Jerry Maguire (Tom Cruise) Uluslararası Spor İdaresi'nin (SMI) en üst temsilcisi olarak camianın tartışmasız lideridir. Jerry güzel nişanlısı Avery Bishop'a (Renée Zellweger) bağlıdır ve iyi bir ilişkileri vardır. Tek sorun Jerry'nin kendini otomatik pilota bağlamış olmasıdır. Jerry SMI için yazdığı "Düşündüklerimiz ve Söyleyemediklerimiz: İşimizin Geleceğidir" sloganı yüzünden işler karışır ve işten çıkarılır. İşinden atılmış ama kendine güvenli ve kim olduğunun farkında olarak her şeye sıfırdan başlamak zorunda kalır.

9. Kör Nokta

Sandra Bullock - En İyi Kadın Oyuncu

Sandra Bullock, "Kör Nokta" filmindeki rolüyle En İyi Kadın Oyuncu Oscar’ını kazandı, ancak film genel olarak oldukça sıradan bulundu. Bir futbolcunun yoksulluktan çıkarak NFL’de başarıya ulaşmasını anlatan bu spor dramasında Bullock’un evlat edinen anne Leigh Anne Tuohy rolü keyifliydi, ancak En İyi Kadın Oyuncu ödülünü hak edecek derinlikte değildi.

Bullock’un bu rolü zamanla değer kaybetmiş olsa da, espri anlayışı hiç eskimedi.
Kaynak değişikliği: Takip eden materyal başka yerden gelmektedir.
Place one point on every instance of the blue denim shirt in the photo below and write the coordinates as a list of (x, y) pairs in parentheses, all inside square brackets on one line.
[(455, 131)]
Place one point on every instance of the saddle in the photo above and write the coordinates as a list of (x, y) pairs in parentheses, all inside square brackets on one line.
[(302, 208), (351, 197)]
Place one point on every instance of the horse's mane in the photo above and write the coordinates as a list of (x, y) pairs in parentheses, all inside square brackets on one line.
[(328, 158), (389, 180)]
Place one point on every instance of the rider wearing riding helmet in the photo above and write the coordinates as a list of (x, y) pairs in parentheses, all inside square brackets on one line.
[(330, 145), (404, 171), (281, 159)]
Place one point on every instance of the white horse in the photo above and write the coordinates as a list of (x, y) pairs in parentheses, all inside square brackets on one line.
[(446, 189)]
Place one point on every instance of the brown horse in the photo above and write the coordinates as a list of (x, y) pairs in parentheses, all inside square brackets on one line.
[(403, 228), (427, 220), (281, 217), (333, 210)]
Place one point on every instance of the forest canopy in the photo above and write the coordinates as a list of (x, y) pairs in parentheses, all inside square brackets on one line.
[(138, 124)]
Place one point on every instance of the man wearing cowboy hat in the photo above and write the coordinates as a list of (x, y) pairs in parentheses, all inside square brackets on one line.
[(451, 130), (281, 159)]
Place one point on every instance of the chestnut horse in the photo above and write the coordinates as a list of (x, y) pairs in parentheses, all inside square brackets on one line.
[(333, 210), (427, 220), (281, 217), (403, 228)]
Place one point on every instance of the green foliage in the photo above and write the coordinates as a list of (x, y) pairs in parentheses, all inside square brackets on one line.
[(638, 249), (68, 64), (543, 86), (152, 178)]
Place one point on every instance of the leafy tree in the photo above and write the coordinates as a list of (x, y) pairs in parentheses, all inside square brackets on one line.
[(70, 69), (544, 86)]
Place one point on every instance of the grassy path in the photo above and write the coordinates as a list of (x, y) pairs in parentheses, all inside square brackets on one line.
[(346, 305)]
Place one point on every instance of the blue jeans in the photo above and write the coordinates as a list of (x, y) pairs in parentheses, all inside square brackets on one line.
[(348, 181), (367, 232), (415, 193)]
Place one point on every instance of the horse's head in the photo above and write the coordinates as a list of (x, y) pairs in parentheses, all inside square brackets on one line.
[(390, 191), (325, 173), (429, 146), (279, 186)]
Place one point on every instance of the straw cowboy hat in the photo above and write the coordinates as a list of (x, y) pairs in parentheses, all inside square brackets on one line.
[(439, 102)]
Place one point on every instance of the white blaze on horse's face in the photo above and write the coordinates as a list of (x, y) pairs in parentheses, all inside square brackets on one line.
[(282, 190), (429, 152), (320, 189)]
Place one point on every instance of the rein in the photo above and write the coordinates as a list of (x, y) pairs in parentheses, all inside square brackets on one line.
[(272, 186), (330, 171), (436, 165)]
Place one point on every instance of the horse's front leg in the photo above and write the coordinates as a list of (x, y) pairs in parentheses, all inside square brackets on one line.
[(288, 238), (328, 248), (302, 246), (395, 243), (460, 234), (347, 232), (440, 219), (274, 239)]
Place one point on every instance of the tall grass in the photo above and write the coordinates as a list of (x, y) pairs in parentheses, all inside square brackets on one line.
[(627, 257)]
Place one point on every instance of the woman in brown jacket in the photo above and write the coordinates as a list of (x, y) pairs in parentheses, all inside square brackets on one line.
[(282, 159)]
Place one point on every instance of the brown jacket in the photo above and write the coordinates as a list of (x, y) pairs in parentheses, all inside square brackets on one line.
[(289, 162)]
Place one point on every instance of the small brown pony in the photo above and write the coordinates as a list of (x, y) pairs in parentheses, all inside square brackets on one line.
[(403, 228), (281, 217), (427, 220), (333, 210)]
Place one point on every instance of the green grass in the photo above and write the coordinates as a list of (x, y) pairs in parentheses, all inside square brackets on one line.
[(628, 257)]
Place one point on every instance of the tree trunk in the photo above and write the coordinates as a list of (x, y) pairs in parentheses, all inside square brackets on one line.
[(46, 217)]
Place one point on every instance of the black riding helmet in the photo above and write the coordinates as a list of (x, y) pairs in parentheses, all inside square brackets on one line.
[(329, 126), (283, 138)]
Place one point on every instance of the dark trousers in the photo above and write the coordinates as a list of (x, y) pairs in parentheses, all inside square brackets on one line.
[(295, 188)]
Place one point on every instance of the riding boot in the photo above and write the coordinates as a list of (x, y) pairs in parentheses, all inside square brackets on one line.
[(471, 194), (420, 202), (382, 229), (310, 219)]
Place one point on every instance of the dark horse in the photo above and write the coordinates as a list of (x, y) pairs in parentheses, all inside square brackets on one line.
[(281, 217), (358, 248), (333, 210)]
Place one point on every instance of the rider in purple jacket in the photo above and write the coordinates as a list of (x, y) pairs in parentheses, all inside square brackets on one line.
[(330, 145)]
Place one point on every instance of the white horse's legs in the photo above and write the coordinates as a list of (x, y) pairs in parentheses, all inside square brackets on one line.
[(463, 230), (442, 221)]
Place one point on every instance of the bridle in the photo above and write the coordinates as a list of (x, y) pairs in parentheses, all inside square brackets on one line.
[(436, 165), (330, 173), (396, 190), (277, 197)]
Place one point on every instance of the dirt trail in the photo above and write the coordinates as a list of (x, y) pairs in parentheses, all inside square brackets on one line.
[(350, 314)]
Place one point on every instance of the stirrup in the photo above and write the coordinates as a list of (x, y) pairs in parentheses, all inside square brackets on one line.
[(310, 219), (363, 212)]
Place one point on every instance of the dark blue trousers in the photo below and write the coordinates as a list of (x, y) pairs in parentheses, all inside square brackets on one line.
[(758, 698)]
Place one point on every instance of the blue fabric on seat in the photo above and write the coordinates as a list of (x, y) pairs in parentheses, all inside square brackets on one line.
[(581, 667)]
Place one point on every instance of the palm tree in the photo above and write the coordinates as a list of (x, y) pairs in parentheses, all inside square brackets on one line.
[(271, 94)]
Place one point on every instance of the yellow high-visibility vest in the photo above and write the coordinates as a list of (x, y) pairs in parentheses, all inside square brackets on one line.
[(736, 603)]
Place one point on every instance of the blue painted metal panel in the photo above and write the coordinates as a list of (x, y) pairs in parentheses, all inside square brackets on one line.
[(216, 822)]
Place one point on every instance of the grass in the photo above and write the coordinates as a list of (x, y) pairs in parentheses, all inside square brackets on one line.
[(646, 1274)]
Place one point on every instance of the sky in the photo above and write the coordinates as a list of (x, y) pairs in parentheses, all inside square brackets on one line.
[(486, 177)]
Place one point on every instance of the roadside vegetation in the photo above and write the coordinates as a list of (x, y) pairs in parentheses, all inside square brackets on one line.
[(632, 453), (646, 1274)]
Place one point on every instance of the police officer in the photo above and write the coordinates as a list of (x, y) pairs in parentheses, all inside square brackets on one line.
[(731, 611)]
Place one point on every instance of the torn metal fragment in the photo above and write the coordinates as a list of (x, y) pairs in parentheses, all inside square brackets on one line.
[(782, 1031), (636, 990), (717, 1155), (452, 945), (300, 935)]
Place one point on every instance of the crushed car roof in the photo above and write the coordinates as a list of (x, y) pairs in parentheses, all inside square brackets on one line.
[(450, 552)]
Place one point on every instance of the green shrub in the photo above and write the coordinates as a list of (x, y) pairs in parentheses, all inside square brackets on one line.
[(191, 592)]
Aynı yıl hem Razzie hem de Oscar kazanan tek kadın oyuncu olarak tarihe geçti. Üstelik Bullock, Oscar’dan bir gece önce, kötü performansıyla anılan "All About Steve" filmi için verilen Razzie ödül törenine bizzat katılıp ödülünü esprili bir şekilde kabul etmişti.

Kör Nokta Konusu

Michael Lewis'in "The Blind Side: Evolution of the Game" adlı kitabından uyarlanan film evsiz bir çocukken iyi bir aile tarafından büyütülerek NFL'de en iyi oyuncu seçilen Michael Oher'in hayatını anlatıyor.

10. Sıradan İnsanlar

Sıradan İnsanlar - En İyi Film

Hollywood efsanesi Robert Redford, yönetmenliğe En İyi Film Oscar’ını kazanan aile draması "Sıradan İnsanlar" ile adım attı. Bir oğullarını kazada kaybeden, diğerinin ise intihar girişiminde bulunduğu varlıklı bir ailenin krizini anlatan film etkileyiciydi; ancak kazandığı Oscar, aynı yıl yarıştığı filmlerin kalitesi düşünüldüğünde zamanla değerini yitirdi.

1980 sinema açısından olağanüstü bir yıldı ve geriye dönüp bakıldığında David Lynch’in "Fil Adam"i ile Martin Scorsese’nin "Kızgın Boğa"u ödülü çok daha fazla hak ediyordu. Redford, "Sıradan İnsanlar" ile yetenekli bir yönetmen olduğunu kanıtladı, ancak bu film o başyapıtların mirasına erişemedi.

Sıradan İnsanlar Konusu

Beth ve Calvin oğulları Conrad ile yaşayan bir ailedirler. Büyük oğullarını bir tekne kazasında kaybetmişlerdir ve zor günler yaşamaktadırlar. Conrad bu ölümden kendisini sorumlu tutmaktadır. Bu zor günlerde onu ayakta tutan tek şey ise psikiyatristidir.